The bill argues that U.S. involvement in Yemen falls under under the War Powers Act, which encompasses "the assignment of members of such armed forces to command, coordinate, participate in the movement of, or accompany the regular or irregular military forces of any foreign country or government when such military forces are engaged, or there exists an imminent threat that such forces will become engaged, in hostilities." According to Khanna's resolution, the "activities that the United States is conducting in support of the Saudi-led coalition, including aerial refueling and targeting assistance, fall within this definition."
The Trump White House disagrees. In a statement Monday, the administration claimed the resolution's premise is "flawed" because U.S. forces in the area have not been "introduced into hostilities." The resolution would also "harm bilateral relationships in the region, negatively affect our ability to prevent the spread of violent extremist organizations…and establish bad precedent for future legislation by defining 'hostilities' to include defense cooperation such as aerial refueling for purposes of this legislation," the statement reads.
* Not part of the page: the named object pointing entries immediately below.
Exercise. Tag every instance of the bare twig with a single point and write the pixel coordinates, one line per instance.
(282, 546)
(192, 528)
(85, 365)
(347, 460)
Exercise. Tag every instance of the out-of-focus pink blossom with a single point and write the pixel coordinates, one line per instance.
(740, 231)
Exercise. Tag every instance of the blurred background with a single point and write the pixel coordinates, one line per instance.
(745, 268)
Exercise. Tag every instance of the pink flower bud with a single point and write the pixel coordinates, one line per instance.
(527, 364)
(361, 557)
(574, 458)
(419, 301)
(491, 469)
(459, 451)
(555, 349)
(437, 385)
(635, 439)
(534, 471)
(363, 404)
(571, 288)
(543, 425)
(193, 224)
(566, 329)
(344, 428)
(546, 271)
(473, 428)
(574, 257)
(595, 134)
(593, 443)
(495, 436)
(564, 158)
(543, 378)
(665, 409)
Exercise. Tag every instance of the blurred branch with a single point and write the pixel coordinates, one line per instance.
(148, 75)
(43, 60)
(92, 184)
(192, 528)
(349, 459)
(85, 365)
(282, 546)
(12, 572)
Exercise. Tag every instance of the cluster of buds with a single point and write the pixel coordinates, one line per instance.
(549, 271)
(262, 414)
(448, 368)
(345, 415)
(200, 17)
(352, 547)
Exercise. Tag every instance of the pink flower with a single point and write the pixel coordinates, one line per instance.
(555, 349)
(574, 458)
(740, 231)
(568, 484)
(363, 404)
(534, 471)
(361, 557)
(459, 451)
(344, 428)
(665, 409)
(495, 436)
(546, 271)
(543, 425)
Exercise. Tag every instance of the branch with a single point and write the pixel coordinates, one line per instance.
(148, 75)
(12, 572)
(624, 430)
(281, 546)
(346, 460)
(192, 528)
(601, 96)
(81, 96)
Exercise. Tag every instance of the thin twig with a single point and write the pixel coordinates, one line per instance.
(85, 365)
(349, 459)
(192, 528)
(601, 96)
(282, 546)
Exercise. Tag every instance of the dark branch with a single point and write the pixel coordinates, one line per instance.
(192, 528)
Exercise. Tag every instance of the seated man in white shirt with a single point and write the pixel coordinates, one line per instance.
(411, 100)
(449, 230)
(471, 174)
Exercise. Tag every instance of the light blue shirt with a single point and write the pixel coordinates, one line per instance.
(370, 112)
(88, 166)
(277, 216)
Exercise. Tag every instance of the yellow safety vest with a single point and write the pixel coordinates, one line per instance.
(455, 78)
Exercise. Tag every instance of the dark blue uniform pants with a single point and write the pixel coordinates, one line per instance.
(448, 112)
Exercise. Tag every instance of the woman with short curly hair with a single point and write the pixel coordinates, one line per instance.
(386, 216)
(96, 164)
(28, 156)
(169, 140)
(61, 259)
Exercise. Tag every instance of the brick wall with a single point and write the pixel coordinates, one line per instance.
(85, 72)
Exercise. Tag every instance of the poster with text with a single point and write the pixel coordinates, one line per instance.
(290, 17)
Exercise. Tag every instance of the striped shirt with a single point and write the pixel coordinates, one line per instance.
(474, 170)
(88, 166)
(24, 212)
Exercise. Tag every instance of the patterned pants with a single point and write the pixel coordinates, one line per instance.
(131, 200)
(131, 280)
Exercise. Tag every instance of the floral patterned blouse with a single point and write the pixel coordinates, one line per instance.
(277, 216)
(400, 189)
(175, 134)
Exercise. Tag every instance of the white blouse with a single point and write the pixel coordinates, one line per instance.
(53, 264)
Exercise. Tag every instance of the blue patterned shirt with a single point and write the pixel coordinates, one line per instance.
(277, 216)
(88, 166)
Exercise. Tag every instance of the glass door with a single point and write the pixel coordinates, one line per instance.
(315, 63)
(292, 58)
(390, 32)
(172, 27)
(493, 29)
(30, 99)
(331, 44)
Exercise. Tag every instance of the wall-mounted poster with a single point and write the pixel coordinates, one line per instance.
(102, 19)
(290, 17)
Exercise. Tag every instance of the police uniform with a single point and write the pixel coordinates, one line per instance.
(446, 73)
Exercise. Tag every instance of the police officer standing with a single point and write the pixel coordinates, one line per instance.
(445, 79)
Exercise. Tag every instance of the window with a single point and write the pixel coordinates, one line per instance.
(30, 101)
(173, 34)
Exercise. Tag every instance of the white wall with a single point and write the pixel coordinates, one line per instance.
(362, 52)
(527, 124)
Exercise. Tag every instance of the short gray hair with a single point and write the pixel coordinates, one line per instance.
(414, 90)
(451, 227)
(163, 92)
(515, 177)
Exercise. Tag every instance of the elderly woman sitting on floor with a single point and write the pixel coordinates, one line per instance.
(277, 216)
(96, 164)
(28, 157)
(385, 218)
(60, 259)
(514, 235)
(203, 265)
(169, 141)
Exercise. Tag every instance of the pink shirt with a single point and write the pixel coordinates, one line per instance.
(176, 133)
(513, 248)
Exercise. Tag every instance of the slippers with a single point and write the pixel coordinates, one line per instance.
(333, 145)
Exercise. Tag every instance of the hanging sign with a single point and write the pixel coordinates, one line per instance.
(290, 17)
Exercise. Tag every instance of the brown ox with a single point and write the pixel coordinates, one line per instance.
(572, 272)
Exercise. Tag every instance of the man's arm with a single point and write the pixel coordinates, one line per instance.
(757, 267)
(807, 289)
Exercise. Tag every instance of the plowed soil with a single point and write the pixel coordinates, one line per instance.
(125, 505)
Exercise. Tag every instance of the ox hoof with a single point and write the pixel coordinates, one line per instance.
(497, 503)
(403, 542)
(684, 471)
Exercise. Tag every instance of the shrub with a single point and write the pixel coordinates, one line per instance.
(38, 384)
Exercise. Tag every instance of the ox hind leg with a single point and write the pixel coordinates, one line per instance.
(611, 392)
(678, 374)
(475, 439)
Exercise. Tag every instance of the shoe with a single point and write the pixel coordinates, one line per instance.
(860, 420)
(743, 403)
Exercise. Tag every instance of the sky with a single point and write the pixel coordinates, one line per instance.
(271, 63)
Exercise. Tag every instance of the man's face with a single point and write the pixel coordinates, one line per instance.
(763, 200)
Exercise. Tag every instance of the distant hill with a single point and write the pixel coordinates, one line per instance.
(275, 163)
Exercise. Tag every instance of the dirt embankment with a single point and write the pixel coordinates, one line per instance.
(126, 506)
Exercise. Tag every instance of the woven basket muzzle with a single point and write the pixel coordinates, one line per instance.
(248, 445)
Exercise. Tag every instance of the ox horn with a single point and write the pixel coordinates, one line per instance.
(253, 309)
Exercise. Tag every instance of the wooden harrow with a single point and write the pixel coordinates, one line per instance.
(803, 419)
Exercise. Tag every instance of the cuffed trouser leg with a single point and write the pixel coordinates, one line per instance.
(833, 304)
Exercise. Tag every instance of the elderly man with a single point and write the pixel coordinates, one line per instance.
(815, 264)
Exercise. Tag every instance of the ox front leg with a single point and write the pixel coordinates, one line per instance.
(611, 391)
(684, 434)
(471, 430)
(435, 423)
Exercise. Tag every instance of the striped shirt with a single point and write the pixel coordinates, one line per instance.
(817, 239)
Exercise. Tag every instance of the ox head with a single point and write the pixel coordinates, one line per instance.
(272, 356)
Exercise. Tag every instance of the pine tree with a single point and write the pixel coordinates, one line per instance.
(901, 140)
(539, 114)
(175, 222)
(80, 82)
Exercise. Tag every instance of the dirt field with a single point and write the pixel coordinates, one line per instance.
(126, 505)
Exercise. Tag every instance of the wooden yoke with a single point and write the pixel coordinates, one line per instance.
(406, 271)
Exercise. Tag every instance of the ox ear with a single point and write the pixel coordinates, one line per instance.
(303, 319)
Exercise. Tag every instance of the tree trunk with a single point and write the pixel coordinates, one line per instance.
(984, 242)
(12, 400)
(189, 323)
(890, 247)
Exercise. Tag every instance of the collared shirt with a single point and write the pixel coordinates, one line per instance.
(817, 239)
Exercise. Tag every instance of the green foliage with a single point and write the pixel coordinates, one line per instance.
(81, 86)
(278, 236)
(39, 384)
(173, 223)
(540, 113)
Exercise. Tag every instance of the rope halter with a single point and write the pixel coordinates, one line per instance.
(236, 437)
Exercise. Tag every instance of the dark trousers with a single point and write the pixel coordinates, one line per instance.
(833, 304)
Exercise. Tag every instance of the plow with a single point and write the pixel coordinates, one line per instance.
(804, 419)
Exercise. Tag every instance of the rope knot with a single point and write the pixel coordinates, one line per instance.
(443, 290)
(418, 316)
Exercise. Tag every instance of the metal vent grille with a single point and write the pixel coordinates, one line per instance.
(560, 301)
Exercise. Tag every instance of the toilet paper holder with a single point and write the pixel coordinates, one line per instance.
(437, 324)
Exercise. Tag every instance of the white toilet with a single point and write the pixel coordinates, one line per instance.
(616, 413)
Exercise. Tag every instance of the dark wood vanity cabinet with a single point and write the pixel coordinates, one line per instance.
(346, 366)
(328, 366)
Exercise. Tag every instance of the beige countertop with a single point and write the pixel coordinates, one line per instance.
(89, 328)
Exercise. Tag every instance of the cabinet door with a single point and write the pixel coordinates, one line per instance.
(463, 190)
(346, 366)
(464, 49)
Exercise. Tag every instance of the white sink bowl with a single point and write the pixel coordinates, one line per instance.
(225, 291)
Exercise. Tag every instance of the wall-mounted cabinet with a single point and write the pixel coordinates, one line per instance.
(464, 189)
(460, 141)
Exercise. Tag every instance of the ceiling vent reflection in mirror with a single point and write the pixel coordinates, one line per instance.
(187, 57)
But Khanna is bringing up valid points. Congress has indeed never voted to authorize U.S. involvement in Yemen. And Saudi aggression in the country has caused a horrific humanitarian crisis. According to one United Nations report, the Saudi-led coalition was responsible for 370 of 552 recorded child casualties in 2017. In total, more than 57,000 people have been killed in the conflict since the start of 2017, the Associated Press reported in November. When you include the casualties from the last nine months of 2015, that number will likely reach 70,000 or 80,000.
Members of Congress from both parties—including Sens. Mike Lee (R–Utah), Rand Paul (R–Ky.), and Bernie Sanders (I-Vt.)—have called for an end to U.S. involvement in the conflict. But Amash, who's long been one of those critics, did not vote "yes" on Khanna's resolution. On Twitter, he explained why.
Amash pointed out that the legislation expands the 2001 Authorization for Use of Military Force, which gives the president power to take military action against any nation or person he believes to have been involved in the 9/11 terror attacks. "The legislation makes an exception for 'Armed Forces engaged in operations directed at al-Qaeda or associated forces,'" Amash wrote. "The notion of undefined 'associated forces' is not part of the 2001 AUMF and significantly expands it."
Amash also voted "present" on a motion that added an amendment condemning anti-Semitism to the Yemen bill. The motion ended up passing 424-0 anyway, though libertarian-leaning Rep. Thomas Massie (R–Ky.) also voted "present" before voting "yes" on the resolution itself. Both lawmakers later explained they did not support the amendment because it was totally unrelated to the Yemen bill. In the end, most of the Republicans who voted to add the amendment rejected the bill as a whole.
The resolution now moves to the Senate, which passed a similar measure in December. Even if the bill does get a majority of the votes in the upper chamber of the Congress, Trump is likely to veto it. A two-thirds majority in both the House and Senate would be needed to override his veto and make the resolution binding.